Lucid Culture

JAZZ, CLASSICAL MUSIC AND THE ARTS IN NEW YORK CITY

Gorgeous String Jazz Sounds at Manhattan’s Best Facsimile of a Real Jazz Joint These Days

What a beautiful early Friday evening in Central Park, under the trees north of the 81st Street entrance on the west side, a few blocks from where cellist Marika Hughes grew up. Playing to a sparse but attentive crowd with her brilliantly unorthodox New String Quartet, she joked about not spending much time here as a kid since she’d had her sights on greener pastures. Since then she’s explored and conquered innumerable styles of music, from classical to jazz to soul and funk and traditional Jewish sounds.
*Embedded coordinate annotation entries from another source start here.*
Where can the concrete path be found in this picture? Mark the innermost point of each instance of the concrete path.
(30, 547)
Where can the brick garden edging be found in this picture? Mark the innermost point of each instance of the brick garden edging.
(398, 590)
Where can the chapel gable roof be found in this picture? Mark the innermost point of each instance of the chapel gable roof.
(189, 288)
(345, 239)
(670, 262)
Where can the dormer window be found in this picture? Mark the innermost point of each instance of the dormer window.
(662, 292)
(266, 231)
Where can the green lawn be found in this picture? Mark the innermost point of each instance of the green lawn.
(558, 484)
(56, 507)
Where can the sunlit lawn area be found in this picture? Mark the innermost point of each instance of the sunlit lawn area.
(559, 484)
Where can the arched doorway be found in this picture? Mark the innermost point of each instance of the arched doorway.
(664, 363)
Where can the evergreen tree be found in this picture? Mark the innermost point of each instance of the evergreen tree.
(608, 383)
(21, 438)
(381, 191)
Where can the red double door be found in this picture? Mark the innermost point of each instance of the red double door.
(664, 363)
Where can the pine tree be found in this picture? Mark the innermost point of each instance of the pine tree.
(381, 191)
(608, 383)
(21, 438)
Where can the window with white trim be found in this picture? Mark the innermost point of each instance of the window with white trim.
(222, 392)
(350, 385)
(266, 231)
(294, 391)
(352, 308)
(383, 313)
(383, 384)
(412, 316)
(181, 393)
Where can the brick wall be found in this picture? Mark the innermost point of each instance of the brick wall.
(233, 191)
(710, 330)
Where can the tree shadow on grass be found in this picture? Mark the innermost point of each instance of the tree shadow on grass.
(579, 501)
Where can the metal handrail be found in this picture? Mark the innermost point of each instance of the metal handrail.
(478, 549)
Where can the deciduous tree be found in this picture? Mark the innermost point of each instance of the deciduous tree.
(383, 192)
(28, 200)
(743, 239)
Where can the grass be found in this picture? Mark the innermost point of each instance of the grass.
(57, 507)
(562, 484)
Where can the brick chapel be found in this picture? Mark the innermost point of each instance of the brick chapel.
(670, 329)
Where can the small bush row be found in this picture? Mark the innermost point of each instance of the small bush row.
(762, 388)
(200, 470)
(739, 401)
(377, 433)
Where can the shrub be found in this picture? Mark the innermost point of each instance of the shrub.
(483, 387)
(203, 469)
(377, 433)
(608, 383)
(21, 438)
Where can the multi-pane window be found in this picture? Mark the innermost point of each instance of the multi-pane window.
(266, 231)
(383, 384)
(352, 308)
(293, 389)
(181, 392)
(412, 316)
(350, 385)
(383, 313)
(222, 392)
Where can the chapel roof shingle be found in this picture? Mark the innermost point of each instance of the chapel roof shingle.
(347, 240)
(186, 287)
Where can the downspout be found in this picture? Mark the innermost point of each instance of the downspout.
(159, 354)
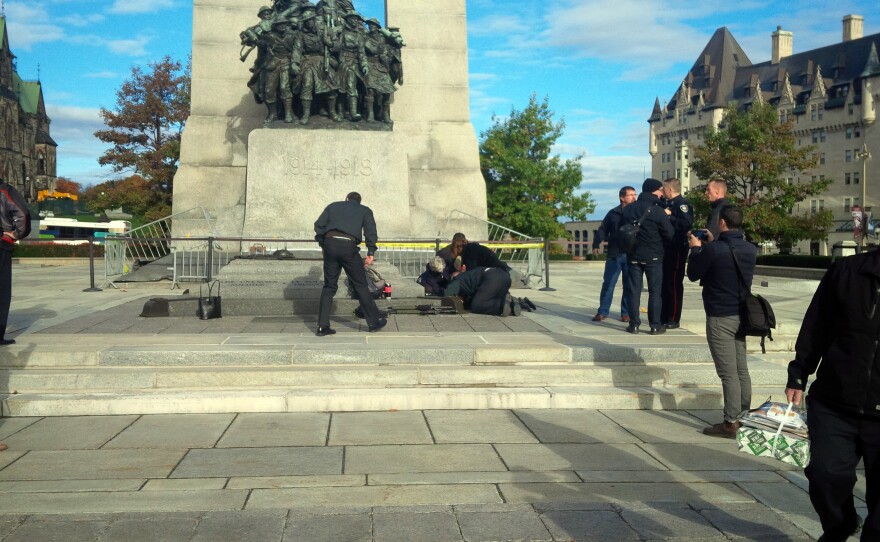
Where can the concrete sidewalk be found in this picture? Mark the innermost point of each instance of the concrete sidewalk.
(408, 475)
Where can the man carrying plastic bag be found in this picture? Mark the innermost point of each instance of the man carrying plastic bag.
(841, 330)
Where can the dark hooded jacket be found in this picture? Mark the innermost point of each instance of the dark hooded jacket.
(841, 330)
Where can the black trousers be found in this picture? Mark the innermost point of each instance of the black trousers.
(653, 270)
(491, 292)
(5, 288)
(339, 255)
(838, 440)
(673, 282)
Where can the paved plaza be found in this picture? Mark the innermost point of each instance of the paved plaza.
(428, 475)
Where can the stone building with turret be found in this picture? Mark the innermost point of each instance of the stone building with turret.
(831, 93)
(27, 151)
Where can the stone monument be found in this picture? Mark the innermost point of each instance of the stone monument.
(271, 182)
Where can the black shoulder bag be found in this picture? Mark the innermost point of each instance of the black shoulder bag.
(755, 314)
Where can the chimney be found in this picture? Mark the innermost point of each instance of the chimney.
(782, 40)
(853, 27)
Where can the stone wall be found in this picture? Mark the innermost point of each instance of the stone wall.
(432, 129)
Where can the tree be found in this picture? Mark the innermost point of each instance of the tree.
(756, 155)
(528, 190)
(144, 132)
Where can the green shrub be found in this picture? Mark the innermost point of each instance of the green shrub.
(795, 260)
(51, 250)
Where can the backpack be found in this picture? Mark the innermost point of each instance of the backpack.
(628, 234)
(375, 284)
(756, 318)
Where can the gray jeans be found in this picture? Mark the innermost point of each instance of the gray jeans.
(729, 355)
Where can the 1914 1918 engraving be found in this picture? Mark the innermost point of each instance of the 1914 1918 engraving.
(334, 168)
(323, 59)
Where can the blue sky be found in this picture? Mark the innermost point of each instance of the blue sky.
(601, 63)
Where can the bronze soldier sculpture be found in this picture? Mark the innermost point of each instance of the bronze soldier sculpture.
(311, 48)
(353, 67)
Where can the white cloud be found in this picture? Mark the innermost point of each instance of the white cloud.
(27, 27)
(140, 6)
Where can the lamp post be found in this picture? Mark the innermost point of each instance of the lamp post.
(864, 155)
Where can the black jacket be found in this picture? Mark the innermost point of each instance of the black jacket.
(350, 218)
(608, 231)
(682, 219)
(14, 215)
(712, 264)
(715, 216)
(475, 255)
(655, 228)
(840, 330)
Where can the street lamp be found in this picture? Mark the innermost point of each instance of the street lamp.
(864, 155)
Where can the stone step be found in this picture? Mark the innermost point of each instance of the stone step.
(417, 351)
(360, 400)
(92, 379)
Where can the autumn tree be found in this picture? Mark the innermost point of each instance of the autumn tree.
(528, 188)
(757, 155)
(144, 133)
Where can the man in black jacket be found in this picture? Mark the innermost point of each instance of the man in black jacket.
(615, 262)
(714, 266)
(16, 224)
(339, 231)
(647, 257)
(675, 251)
(840, 331)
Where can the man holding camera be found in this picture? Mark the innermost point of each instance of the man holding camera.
(714, 266)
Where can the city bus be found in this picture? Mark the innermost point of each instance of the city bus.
(72, 231)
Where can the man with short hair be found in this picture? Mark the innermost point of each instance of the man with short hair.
(615, 262)
(681, 214)
(16, 224)
(714, 266)
(339, 231)
(716, 193)
(646, 260)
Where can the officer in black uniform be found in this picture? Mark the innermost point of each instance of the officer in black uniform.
(339, 230)
(675, 251)
(16, 224)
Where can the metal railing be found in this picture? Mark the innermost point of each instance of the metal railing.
(151, 243)
(199, 259)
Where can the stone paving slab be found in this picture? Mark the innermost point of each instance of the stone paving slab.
(258, 462)
(600, 456)
(118, 501)
(258, 430)
(177, 431)
(365, 428)
(419, 458)
(456, 426)
(92, 465)
(373, 496)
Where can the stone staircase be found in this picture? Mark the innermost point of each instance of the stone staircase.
(261, 373)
Seriously: what’s more gorgeous than a stark minor-key blues riff played on the cello? In a show that probably went for well over an hour (it’s been a work in progress figuring out the start times for the ongoing series here) Hughes fired off scores of them. Some were poignant, some had extra bite, and there were funny ones too. The highlights of this completely unamplified evening were a couple of bittersweetly swaying, pensive minor-key instrumentals, Hughes sending stardust spirals of harmonics into the ether, bowing down at the tailpiece for extra bite.

The set was a comfortable, conversational blend of sharp individual voices committed to creating a warmly welcoming, hopeful, deeply blues-infused ambience. It was weird watching Marvin Sewell – one of this era’s great guitarists – reduced to strumming rhythm on an acoustic. It was also kind of strange, but rewardingly so, watching violinist Charlie Burnham not only slithering through one rustic, otherworldly yet direct solo after another, but also singing into the breeze.
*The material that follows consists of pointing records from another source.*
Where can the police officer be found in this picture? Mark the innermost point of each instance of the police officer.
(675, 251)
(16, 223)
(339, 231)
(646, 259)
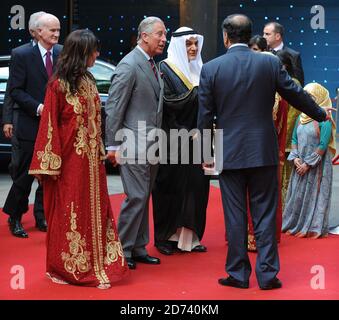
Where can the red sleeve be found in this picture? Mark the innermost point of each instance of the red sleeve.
(47, 151)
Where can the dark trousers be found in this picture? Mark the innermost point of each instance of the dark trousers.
(262, 186)
(16, 203)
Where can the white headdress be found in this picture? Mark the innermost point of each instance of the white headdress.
(177, 53)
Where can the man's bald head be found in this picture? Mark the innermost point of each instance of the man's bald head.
(238, 28)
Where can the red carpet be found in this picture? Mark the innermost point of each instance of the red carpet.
(190, 276)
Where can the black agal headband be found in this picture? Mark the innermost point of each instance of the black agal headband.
(183, 33)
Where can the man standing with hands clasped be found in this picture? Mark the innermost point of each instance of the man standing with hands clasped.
(238, 89)
(135, 105)
(31, 67)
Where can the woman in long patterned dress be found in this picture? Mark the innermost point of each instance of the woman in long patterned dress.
(309, 192)
(83, 247)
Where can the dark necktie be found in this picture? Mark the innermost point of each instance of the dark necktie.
(154, 68)
(49, 65)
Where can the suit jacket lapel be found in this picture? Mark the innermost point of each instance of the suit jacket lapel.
(56, 52)
(147, 69)
(37, 59)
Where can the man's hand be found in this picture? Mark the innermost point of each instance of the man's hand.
(8, 130)
(328, 112)
(40, 109)
(297, 162)
(303, 169)
(112, 157)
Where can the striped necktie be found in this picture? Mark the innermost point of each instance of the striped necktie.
(154, 68)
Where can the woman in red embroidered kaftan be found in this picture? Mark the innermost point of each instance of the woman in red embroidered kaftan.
(83, 247)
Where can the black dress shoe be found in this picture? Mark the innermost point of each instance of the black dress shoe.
(199, 248)
(131, 263)
(16, 228)
(41, 224)
(273, 284)
(147, 259)
(232, 282)
(164, 249)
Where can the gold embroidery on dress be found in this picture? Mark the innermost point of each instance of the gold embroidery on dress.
(113, 246)
(78, 260)
(49, 160)
(277, 99)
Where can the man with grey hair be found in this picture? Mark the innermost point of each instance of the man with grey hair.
(274, 35)
(9, 107)
(135, 97)
(31, 67)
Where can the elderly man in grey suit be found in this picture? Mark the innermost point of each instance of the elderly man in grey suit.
(134, 105)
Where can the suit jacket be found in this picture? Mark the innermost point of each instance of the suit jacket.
(239, 89)
(27, 88)
(297, 65)
(9, 104)
(134, 96)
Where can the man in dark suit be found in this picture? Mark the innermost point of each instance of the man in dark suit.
(9, 107)
(31, 67)
(238, 89)
(9, 121)
(135, 105)
(274, 35)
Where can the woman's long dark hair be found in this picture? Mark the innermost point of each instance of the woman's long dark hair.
(259, 41)
(72, 61)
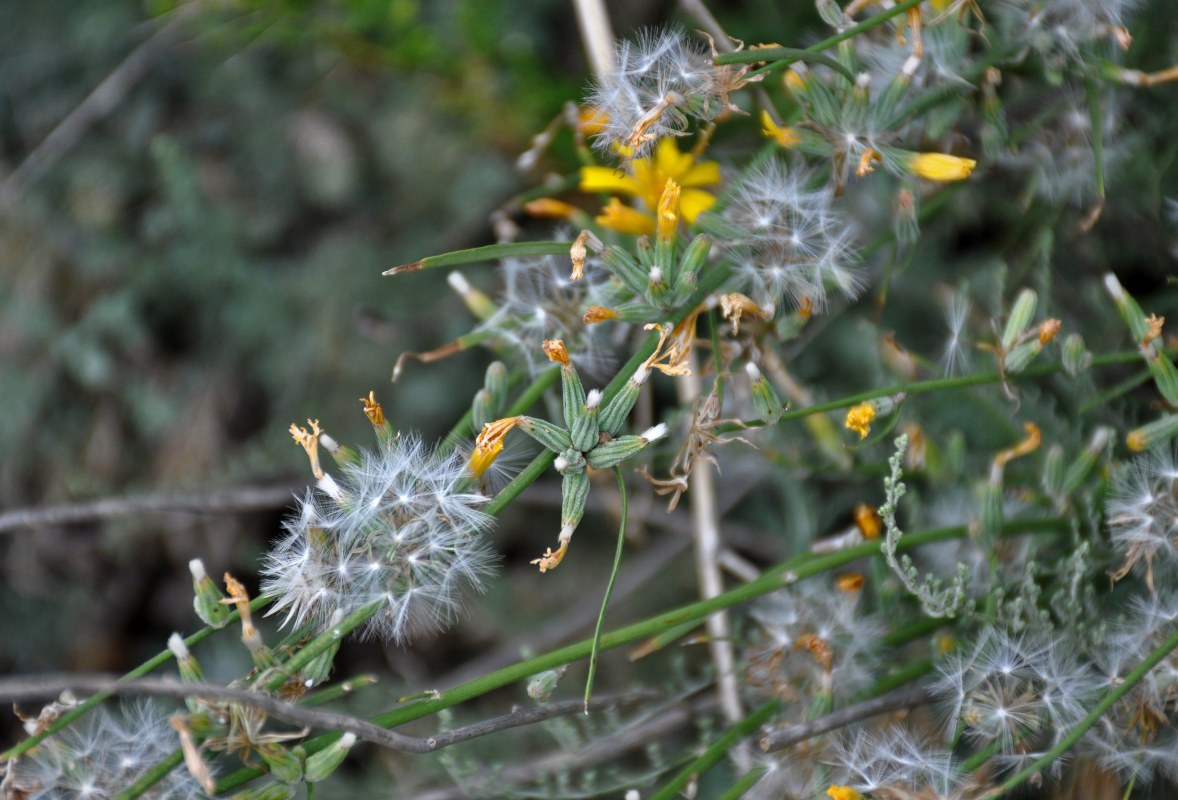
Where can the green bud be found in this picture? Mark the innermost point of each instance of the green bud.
(765, 400)
(272, 791)
(1053, 469)
(573, 394)
(1164, 372)
(1074, 357)
(284, 765)
(615, 412)
(574, 494)
(991, 504)
(546, 432)
(615, 451)
(541, 686)
(477, 302)
(190, 669)
(1083, 464)
(570, 461)
(1156, 434)
(324, 762)
(621, 263)
(1130, 311)
(1021, 356)
(584, 429)
(482, 409)
(339, 454)
(318, 669)
(207, 600)
(496, 382)
(1021, 315)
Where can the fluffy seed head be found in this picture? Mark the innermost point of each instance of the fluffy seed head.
(405, 531)
(100, 755)
(795, 245)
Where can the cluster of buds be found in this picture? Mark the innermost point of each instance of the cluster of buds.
(1146, 331)
(1023, 339)
(589, 440)
(662, 277)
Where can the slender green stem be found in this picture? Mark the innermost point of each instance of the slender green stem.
(826, 44)
(738, 789)
(789, 54)
(609, 590)
(783, 574)
(1105, 703)
(491, 252)
(938, 384)
(716, 751)
(157, 660)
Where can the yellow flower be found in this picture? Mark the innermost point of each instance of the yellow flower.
(647, 184)
(786, 137)
(859, 418)
(941, 166)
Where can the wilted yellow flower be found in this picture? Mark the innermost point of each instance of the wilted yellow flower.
(647, 184)
(786, 137)
(941, 166)
(842, 793)
(859, 418)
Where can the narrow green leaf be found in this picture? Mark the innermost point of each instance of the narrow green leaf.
(490, 252)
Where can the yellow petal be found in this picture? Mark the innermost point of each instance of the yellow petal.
(941, 166)
(621, 217)
(608, 179)
(786, 137)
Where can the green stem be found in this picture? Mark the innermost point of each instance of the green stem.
(158, 660)
(788, 54)
(609, 590)
(1105, 703)
(937, 384)
(738, 789)
(491, 252)
(781, 575)
(826, 44)
(717, 751)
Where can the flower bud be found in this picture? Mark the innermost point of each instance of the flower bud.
(1021, 313)
(615, 412)
(574, 494)
(1074, 357)
(541, 686)
(477, 302)
(1083, 464)
(324, 762)
(285, 766)
(1157, 432)
(272, 791)
(584, 427)
(495, 381)
(482, 409)
(207, 600)
(1053, 470)
(615, 451)
(623, 265)
(765, 400)
(546, 432)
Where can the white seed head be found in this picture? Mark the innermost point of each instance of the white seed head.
(654, 434)
(197, 567)
(409, 536)
(178, 648)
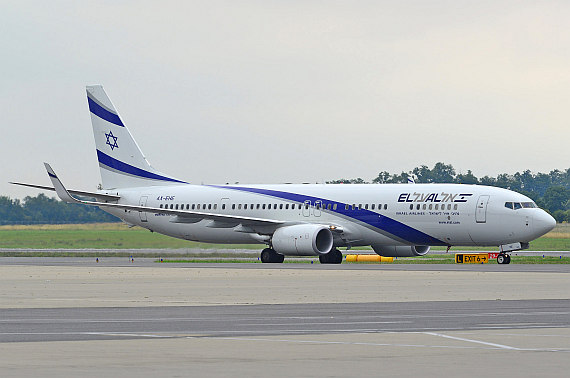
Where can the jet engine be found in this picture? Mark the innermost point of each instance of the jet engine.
(303, 240)
(401, 250)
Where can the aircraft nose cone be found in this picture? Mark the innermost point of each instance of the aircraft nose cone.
(543, 223)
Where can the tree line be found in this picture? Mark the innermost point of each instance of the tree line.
(550, 191)
(45, 210)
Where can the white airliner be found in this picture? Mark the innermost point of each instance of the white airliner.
(399, 220)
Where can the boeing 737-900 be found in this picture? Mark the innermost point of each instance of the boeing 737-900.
(398, 220)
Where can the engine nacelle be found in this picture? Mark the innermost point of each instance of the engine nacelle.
(401, 250)
(303, 240)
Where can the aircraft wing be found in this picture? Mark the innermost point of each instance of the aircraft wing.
(181, 216)
(97, 196)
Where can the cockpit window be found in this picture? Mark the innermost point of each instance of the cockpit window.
(520, 205)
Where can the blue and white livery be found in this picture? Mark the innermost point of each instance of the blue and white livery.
(300, 220)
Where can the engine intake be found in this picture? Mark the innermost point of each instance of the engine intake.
(401, 250)
(303, 240)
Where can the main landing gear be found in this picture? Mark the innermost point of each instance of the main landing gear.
(333, 257)
(503, 258)
(269, 255)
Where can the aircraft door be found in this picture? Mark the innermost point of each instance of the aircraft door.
(481, 211)
(225, 204)
(318, 207)
(142, 214)
(307, 208)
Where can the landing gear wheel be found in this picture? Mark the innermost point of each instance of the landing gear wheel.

OK, there wasn’t much of a breeze: we got fragments of a haunting piney woods folk tune made popular by a regrettable grunge rock band, and also a triumphant, rhythmically shifting, gospel-infused minor-key soul tune, as well as more aphoristic ideas that would have been a perfect singalong had this show been in closer quarters. That may still be an eventuality in this city, legally at least, but it’s already a reality again in almost fifty percent of the country – and the opportunities for musicians on the road seem to be growing every day.

Beyond her understatedly poignant instrumentals, Hughes delivered a warmly lilting tribute to the late Bill Withers (who would likely be with us today if not for last year’s pandemic of malpractice). She and the band ended the show on a similar note with a gently soaring tribute to wake-and-bake stoner fun. Bassist Rashaan Carter set the flame that percolated the instrumental encore, which rose from suspenseful atmospherics to an undulating anthemic vamp.
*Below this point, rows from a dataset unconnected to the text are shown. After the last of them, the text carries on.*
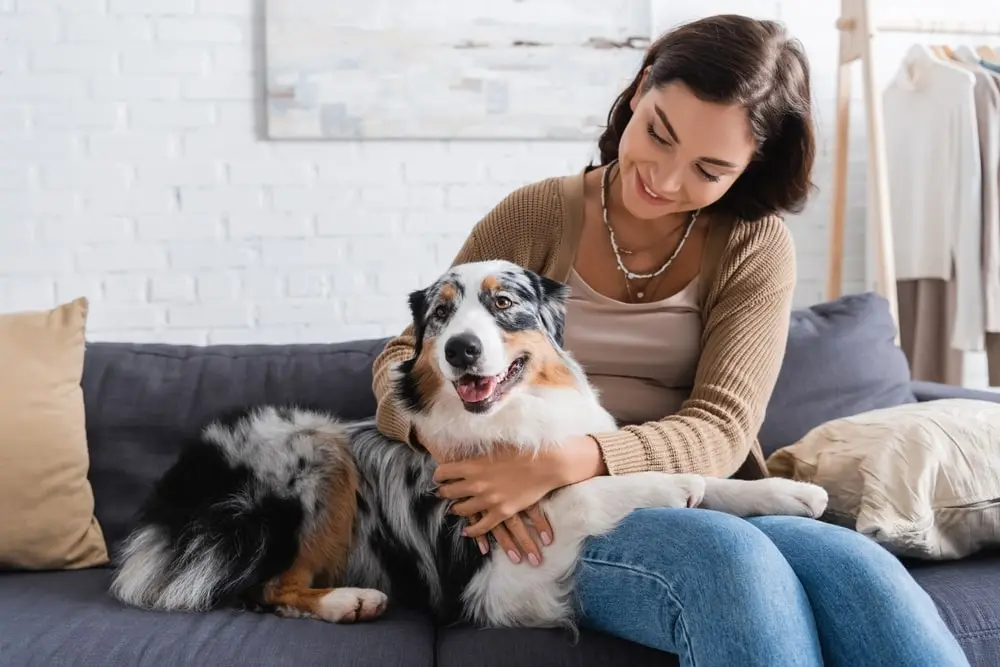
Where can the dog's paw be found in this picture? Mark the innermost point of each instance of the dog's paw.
(789, 497)
(672, 490)
(350, 605)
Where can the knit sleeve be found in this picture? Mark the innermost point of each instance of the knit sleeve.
(743, 344)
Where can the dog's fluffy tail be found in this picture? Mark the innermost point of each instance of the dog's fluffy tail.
(228, 515)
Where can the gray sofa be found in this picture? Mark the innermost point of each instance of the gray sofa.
(142, 399)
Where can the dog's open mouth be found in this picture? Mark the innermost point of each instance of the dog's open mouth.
(479, 392)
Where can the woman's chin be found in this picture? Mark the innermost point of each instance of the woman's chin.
(643, 210)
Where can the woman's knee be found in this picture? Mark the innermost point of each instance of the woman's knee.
(677, 578)
(708, 558)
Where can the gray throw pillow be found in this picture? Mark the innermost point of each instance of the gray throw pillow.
(840, 360)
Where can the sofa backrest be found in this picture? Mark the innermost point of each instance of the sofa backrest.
(143, 400)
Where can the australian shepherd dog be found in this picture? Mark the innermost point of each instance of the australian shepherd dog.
(291, 510)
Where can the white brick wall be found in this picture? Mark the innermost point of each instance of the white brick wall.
(131, 171)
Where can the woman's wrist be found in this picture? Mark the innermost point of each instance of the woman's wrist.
(578, 460)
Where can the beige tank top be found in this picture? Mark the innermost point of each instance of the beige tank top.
(641, 357)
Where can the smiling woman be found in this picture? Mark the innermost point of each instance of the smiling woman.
(682, 273)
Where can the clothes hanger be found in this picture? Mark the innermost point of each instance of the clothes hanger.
(938, 51)
(948, 52)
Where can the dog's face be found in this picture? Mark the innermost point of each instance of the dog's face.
(484, 330)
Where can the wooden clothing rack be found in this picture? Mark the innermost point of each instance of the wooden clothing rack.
(858, 31)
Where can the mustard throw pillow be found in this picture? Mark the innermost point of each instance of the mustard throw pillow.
(922, 479)
(46, 502)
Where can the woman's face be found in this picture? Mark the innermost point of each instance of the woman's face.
(679, 153)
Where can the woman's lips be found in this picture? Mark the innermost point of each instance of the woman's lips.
(647, 194)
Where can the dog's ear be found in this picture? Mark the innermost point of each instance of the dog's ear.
(418, 314)
(552, 306)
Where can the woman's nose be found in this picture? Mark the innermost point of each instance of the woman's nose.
(667, 179)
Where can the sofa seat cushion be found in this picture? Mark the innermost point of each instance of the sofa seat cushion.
(68, 619)
(965, 592)
(463, 646)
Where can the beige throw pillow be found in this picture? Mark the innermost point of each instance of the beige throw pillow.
(46, 502)
(921, 479)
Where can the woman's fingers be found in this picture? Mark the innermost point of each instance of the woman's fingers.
(484, 524)
(526, 543)
(541, 523)
(455, 490)
(470, 507)
(507, 543)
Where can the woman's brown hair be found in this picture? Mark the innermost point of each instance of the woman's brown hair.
(733, 59)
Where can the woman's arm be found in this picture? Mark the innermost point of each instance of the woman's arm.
(743, 347)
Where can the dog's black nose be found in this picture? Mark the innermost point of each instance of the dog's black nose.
(463, 350)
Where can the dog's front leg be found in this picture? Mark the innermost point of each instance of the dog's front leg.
(597, 505)
(763, 497)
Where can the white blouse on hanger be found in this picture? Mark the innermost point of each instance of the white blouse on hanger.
(935, 182)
The weekend series in this part of the park, produced by photographer Jimmy Katz’s Giant Step Arts remains subject to the vagaries of weather and the availability of musicians. Still, Katz has put on more brilliant programming this year than anybody outside of the speakeasy circuit. The concert today, May 23 at around 3 PM in Central Park on the lawn under the trees, about a block north and east of the 81st St. entrance on the west side, features drummer Nasheet Waits leading a high-voltage quartet with Mark Turner and Steve Nelson on tenor sax, and Carter on bass again.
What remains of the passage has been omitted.